Lime Village is safe at the moment from a growing wildfire. Across the river, hotshot crews are setting burnout fires and working to protect structures belonging to residents. At 78 thousand acres, the fire is still expanding.
Flames reached as high as 20 feet Wednesday as the fire stretched north. It burned 40 thousand acres in a 24 hour period. To the south, it reached as close as 3 and half miles from the Stony River where Lime Village sits on the opposite side. Fire officials don’t expect the fire to jump the river. Over the past couple days, crews have set burnout fires that have already burned a 1 mile perimeter from the river going north. Francis Mitchell is a Public Information officer with the division of Forestry in McGrath.
"They have been successful at this point at holding that line on the north side of the Stoney River, near Lime Village. It's not right there at this point, it's back from the river a ways because of the back burns. The village seems to be secure at this time," said Mitchell.

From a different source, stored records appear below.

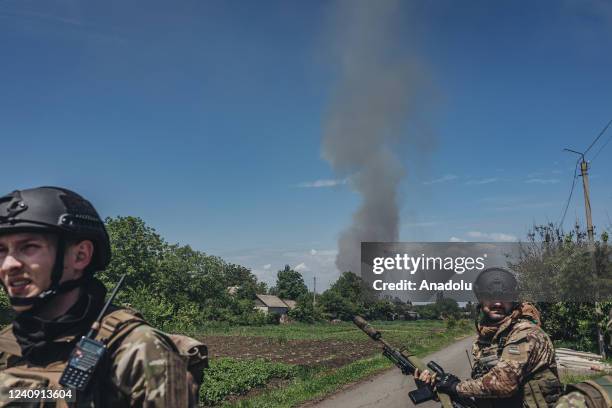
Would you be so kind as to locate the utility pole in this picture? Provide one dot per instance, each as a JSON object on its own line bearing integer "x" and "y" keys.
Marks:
{"x": 314, "y": 292}
{"x": 584, "y": 172}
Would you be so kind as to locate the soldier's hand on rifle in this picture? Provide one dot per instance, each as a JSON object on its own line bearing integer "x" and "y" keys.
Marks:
{"x": 426, "y": 376}
{"x": 447, "y": 384}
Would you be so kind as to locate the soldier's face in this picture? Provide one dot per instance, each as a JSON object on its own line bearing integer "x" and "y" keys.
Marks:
{"x": 26, "y": 261}
{"x": 496, "y": 310}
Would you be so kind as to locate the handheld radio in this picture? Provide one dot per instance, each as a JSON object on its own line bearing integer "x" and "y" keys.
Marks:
{"x": 87, "y": 353}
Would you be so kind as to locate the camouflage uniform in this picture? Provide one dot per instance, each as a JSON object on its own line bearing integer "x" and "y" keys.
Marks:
{"x": 144, "y": 368}
{"x": 596, "y": 393}
{"x": 514, "y": 368}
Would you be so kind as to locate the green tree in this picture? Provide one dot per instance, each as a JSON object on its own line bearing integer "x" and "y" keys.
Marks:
{"x": 570, "y": 274}
{"x": 305, "y": 311}
{"x": 290, "y": 284}
{"x": 348, "y": 296}
{"x": 447, "y": 308}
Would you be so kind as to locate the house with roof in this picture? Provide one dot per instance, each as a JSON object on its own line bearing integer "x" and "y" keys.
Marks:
{"x": 273, "y": 304}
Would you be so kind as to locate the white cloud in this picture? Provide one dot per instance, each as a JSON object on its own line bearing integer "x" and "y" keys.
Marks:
{"x": 301, "y": 268}
{"x": 322, "y": 183}
{"x": 482, "y": 181}
{"x": 493, "y": 236}
{"x": 541, "y": 181}
{"x": 443, "y": 179}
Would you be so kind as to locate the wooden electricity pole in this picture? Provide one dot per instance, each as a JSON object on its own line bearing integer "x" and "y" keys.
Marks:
{"x": 584, "y": 172}
{"x": 314, "y": 292}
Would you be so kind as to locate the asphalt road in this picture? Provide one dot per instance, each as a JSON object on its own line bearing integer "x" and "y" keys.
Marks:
{"x": 390, "y": 389}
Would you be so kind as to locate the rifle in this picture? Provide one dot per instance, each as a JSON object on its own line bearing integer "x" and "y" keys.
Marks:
{"x": 407, "y": 364}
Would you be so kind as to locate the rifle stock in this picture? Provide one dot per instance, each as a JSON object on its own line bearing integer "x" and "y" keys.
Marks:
{"x": 407, "y": 364}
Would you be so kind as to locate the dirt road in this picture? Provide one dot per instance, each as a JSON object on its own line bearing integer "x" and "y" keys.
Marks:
{"x": 390, "y": 389}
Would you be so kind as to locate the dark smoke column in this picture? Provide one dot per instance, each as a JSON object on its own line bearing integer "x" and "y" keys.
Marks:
{"x": 370, "y": 106}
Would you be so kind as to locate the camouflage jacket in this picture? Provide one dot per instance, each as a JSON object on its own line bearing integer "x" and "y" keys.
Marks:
{"x": 504, "y": 367}
{"x": 144, "y": 368}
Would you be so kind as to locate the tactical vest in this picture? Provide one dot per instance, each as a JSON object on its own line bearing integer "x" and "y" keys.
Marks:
{"x": 598, "y": 392}
{"x": 540, "y": 390}
{"x": 115, "y": 326}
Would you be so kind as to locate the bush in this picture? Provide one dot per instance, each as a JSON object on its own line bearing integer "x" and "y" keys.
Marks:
{"x": 228, "y": 376}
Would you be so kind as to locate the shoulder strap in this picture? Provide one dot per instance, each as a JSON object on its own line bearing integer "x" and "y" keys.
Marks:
{"x": 8, "y": 342}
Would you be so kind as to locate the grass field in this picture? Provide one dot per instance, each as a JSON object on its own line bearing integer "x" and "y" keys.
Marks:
{"x": 325, "y": 357}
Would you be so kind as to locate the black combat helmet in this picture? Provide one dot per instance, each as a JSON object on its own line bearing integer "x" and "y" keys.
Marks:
{"x": 496, "y": 284}
{"x": 62, "y": 212}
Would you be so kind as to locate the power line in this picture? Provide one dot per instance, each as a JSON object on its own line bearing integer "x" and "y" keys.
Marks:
{"x": 601, "y": 148}
{"x": 598, "y": 136}
{"x": 569, "y": 199}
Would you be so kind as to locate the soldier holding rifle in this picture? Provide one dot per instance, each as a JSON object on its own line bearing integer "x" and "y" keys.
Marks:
{"x": 514, "y": 364}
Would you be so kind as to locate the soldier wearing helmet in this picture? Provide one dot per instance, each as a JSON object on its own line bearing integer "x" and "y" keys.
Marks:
{"x": 514, "y": 364}
{"x": 52, "y": 241}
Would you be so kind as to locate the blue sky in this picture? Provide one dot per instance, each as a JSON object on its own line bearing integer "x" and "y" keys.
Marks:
{"x": 205, "y": 118}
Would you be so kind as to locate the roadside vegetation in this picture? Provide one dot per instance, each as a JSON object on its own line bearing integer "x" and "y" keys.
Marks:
{"x": 325, "y": 357}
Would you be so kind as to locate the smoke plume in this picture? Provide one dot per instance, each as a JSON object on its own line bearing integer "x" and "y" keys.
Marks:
{"x": 371, "y": 104}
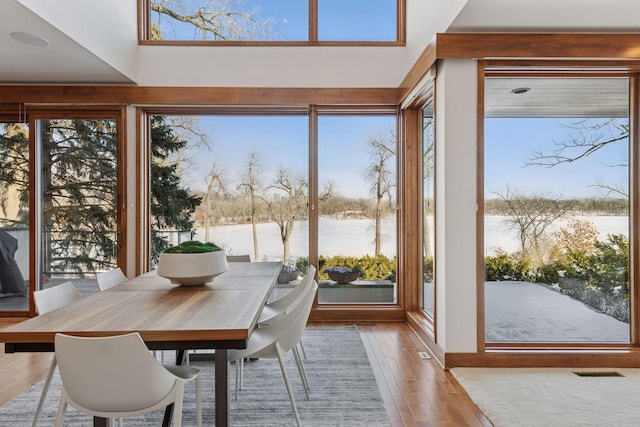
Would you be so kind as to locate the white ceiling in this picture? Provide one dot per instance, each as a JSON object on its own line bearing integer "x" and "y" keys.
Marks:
{"x": 64, "y": 60}
{"x": 95, "y": 41}
{"x": 557, "y": 97}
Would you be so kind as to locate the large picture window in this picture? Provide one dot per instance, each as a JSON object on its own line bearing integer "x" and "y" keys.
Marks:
{"x": 256, "y": 183}
{"x": 556, "y": 210}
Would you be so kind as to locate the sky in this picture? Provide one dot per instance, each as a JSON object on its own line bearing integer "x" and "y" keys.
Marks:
{"x": 282, "y": 141}
{"x": 509, "y": 142}
{"x": 352, "y": 20}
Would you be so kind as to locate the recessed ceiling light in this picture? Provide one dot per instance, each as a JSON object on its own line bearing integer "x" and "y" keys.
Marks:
{"x": 29, "y": 39}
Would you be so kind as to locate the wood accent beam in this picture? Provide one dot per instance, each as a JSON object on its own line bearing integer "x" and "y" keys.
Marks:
{"x": 424, "y": 62}
{"x": 526, "y": 45}
{"x": 197, "y": 95}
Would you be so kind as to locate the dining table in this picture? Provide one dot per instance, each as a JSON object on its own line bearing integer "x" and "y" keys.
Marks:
{"x": 218, "y": 315}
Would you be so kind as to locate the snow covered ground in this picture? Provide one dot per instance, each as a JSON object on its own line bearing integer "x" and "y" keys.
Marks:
{"x": 529, "y": 312}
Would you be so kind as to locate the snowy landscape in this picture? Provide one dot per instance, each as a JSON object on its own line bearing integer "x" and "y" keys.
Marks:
{"x": 515, "y": 311}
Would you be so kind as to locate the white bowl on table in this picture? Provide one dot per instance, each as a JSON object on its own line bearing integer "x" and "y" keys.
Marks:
{"x": 192, "y": 269}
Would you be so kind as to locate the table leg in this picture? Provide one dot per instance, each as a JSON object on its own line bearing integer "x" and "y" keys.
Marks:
{"x": 222, "y": 388}
{"x": 168, "y": 412}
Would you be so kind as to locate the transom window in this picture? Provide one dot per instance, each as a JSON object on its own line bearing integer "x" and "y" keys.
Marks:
{"x": 272, "y": 22}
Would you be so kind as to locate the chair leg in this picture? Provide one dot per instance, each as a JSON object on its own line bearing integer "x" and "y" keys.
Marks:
{"x": 239, "y": 374}
{"x": 301, "y": 371}
{"x": 45, "y": 390}
{"x": 177, "y": 405}
{"x": 304, "y": 352}
{"x": 287, "y": 384}
{"x": 237, "y": 377}
{"x": 62, "y": 408}
{"x": 198, "y": 401}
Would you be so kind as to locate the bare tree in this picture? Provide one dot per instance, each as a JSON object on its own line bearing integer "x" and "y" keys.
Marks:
{"x": 211, "y": 20}
{"x": 215, "y": 192}
{"x": 530, "y": 216}
{"x": 380, "y": 173}
{"x": 588, "y": 138}
{"x": 286, "y": 205}
{"x": 428, "y": 163}
{"x": 250, "y": 184}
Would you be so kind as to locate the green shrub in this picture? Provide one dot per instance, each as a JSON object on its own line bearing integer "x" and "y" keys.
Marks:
{"x": 193, "y": 247}
{"x": 506, "y": 267}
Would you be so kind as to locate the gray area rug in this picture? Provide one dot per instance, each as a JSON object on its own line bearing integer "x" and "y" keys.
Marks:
{"x": 343, "y": 390}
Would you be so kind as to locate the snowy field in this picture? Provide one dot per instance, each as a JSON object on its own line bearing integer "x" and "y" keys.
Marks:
{"x": 528, "y": 312}
{"x": 498, "y": 235}
{"x": 352, "y": 237}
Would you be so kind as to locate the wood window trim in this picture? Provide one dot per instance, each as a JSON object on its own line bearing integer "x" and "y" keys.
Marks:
{"x": 321, "y": 312}
{"x": 144, "y": 22}
{"x": 490, "y": 353}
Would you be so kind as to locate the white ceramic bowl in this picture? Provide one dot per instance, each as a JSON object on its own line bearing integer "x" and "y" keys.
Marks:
{"x": 192, "y": 269}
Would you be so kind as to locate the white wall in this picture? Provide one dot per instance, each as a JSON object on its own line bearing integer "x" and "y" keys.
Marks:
{"x": 272, "y": 66}
{"x": 456, "y": 205}
{"x": 106, "y": 29}
{"x": 549, "y": 16}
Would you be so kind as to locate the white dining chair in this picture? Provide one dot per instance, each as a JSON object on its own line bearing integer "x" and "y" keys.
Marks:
{"x": 47, "y": 300}
{"x": 117, "y": 377}
{"x": 277, "y": 338}
{"x": 111, "y": 278}
{"x": 275, "y": 309}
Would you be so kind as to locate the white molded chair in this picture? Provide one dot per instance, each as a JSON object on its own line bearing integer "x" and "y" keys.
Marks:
{"x": 110, "y": 278}
{"x": 277, "y": 338}
{"x": 277, "y": 308}
{"x": 47, "y": 300}
{"x": 116, "y": 377}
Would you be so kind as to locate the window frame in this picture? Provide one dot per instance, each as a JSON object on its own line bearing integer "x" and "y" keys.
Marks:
{"x": 505, "y": 69}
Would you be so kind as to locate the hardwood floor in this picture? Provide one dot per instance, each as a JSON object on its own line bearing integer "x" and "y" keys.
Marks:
{"x": 416, "y": 392}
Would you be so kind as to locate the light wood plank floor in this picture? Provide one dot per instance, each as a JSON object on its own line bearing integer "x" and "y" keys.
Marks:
{"x": 416, "y": 392}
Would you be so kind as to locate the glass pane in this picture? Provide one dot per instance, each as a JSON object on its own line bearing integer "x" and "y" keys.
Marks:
{"x": 233, "y": 20}
{"x": 14, "y": 217}
{"x": 428, "y": 203}
{"x": 356, "y": 216}
{"x": 78, "y": 204}
{"x": 238, "y": 181}
{"x": 357, "y": 20}
{"x": 557, "y": 210}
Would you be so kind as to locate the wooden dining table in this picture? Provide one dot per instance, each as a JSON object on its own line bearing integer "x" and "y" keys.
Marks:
{"x": 218, "y": 315}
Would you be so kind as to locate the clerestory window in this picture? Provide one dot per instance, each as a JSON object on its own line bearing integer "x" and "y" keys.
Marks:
{"x": 260, "y": 22}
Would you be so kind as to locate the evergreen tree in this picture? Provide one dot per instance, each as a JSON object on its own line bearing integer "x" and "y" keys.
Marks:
{"x": 171, "y": 205}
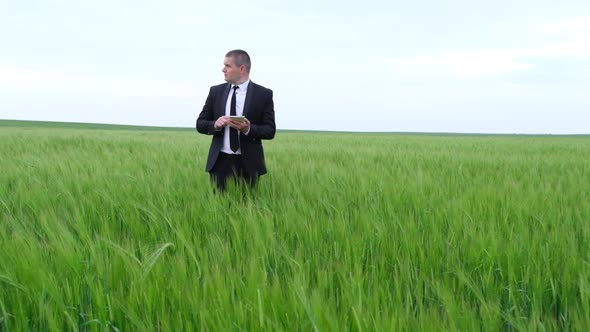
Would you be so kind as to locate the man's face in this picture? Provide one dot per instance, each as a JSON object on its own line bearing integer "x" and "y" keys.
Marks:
{"x": 231, "y": 72}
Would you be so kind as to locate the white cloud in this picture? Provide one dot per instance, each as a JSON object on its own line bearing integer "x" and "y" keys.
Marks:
{"x": 19, "y": 80}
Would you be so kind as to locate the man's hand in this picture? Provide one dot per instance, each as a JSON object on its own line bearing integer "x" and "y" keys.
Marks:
{"x": 243, "y": 126}
{"x": 221, "y": 122}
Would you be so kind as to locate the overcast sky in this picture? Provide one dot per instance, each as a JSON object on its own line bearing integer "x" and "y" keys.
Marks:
{"x": 505, "y": 66}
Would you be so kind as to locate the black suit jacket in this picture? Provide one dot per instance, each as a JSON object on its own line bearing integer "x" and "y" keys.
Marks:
{"x": 258, "y": 108}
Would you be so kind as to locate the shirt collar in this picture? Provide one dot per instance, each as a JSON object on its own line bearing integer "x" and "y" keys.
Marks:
{"x": 243, "y": 86}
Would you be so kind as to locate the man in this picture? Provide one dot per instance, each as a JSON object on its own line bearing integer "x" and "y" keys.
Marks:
{"x": 236, "y": 147}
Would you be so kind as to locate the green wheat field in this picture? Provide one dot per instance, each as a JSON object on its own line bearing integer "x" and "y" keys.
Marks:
{"x": 116, "y": 228}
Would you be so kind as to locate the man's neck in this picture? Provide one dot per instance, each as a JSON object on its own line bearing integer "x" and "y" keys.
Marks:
{"x": 242, "y": 81}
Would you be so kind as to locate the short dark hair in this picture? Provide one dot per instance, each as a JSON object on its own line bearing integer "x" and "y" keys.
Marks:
{"x": 240, "y": 57}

The state says 12 miles of fire line was established from airplane ignition, and hotshot crews added a quarter mile fire line by digging near the river. 51 fire crew members have been flown in protect the town, along with a few structures north of the river. 25 residents were in Lime Village at last check. One elder left the community this week, but the vast majority of people are staying in place to protect the community.
"The fire is large fire, it is still burning to the north. Winds and other factors could make a change. At this point, there is a plan to keep a crew there to keep the fire contained north of the village," said Mitchell.
Southwest Alaska has enjoyed a small break from the unseasonably hot and dry weather, but at 78 thousand acres, the Lime Hills fire is not slowing down.
"There's no amount of rain predicted that's going to dampen that fire relative significantly. If the humidity rises, then the fire will not burn as intensely . There's no expectation that the fire is going to be out in the near future. It's so large and has been burning so aggressively," said Mitchell.
To the north, the fire jumped across the Swift River in several places Wednesday. Crews planned to continue burnout operations Thursday.